If your students submit digital versions of first or final drafts of their written work, you or they can copy and paste these into Web VPs v.3 or BNC-20 to see the level of their written production. The more advanced the student’s English lexicon, the greater the number of words outside the K1 and K2 ranges, or outside the first 2,000 most frequent words of the BNC-20 list. An intermediate-level learner’s written work might have 15% of its different words (called “word types” or “types” in the Web VP programs) outside K1 and K2, for instance. Note that your students will need to submit texts of 300 words or more to get a statistically relevant result, however!
You or your students can check their work regularly over a longer period of time (say, 10 months) to chart their progress towards proficiency.
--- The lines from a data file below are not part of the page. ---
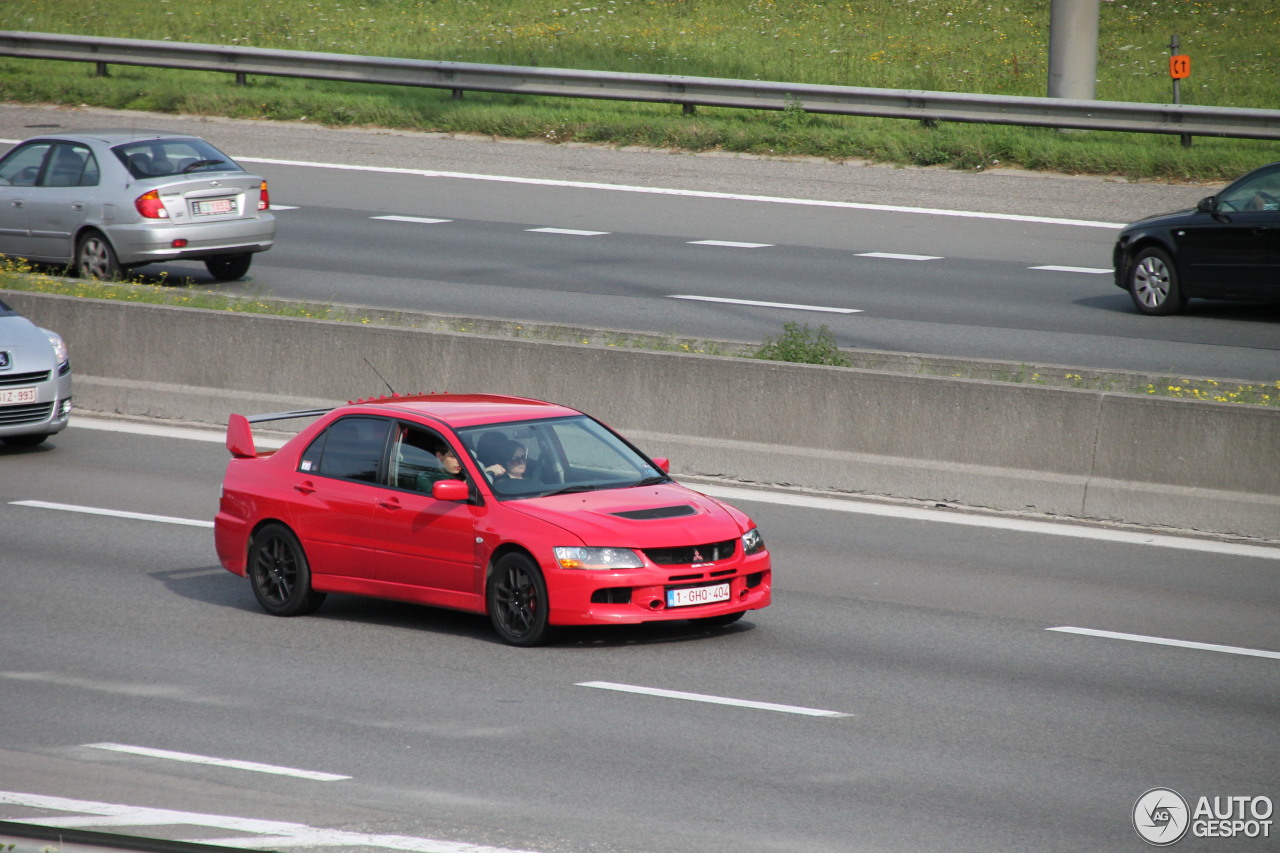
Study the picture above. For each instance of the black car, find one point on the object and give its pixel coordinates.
(1226, 249)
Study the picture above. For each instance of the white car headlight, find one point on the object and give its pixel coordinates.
(598, 559)
(59, 346)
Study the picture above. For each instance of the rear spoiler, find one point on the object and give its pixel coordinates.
(240, 434)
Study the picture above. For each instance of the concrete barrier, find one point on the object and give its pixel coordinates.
(1015, 447)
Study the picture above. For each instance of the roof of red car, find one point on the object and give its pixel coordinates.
(469, 410)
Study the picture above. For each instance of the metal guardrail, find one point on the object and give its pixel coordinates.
(663, 89)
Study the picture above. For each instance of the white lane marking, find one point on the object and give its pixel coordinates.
(572, 232)
(1161, 641)
(1091, 270)
(897, 256)
(1023, 525)
(272, 834)
(727, 243)
(216, 762)
(114, 514)
(755, 304)
(691, 194)
(85, 422)
(712, 699)
(837, 505)
(421, 220)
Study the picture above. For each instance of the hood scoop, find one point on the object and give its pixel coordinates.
(657, 512)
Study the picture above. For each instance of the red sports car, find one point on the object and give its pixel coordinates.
(531, 512)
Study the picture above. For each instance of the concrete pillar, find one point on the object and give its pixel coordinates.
(1073, 49)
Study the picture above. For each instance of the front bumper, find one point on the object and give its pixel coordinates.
(580, 597)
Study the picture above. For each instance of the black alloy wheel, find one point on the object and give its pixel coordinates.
(1153, 283)
(516, 597)
(279, 573)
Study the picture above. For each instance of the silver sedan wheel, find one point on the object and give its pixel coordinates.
(96, 259)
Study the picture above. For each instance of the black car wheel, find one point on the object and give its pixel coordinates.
(516, 597)
(279, 573)
(1153, 283)
(95, 258)
(228, 268)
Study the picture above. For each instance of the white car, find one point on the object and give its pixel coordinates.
(105, 201)
(35, 381)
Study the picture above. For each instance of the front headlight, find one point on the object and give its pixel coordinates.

Note, though, that this method generally records a slower progress than either the (receptive) Vocabulary Levels Test or the Productive Levels Test (Laufer and Paribakht: 1998, Laufer: 1998), and it will definitely record a slower progress than that measured in any regular progress tests you devise for your class, so don’t let your students get too disheartened if you use this approach, and don’t only use this one way of measuring vocabulary development!
Laufer, B The development of passive and active vocabulary in a second language: same or different? (Applied Linguistics vol.12, 1998, pp. 255-271)
Laufer, B and Paribakht, TS, Relationship between passive and active vocabularies: effects of language learning context (Language Learning vol. 48, 1998, pp. 365-391)
Nation, Paul and Gu, Peter Yongqi, Focus on Vocabulary (Sydney: Macquarie University Press, 2007).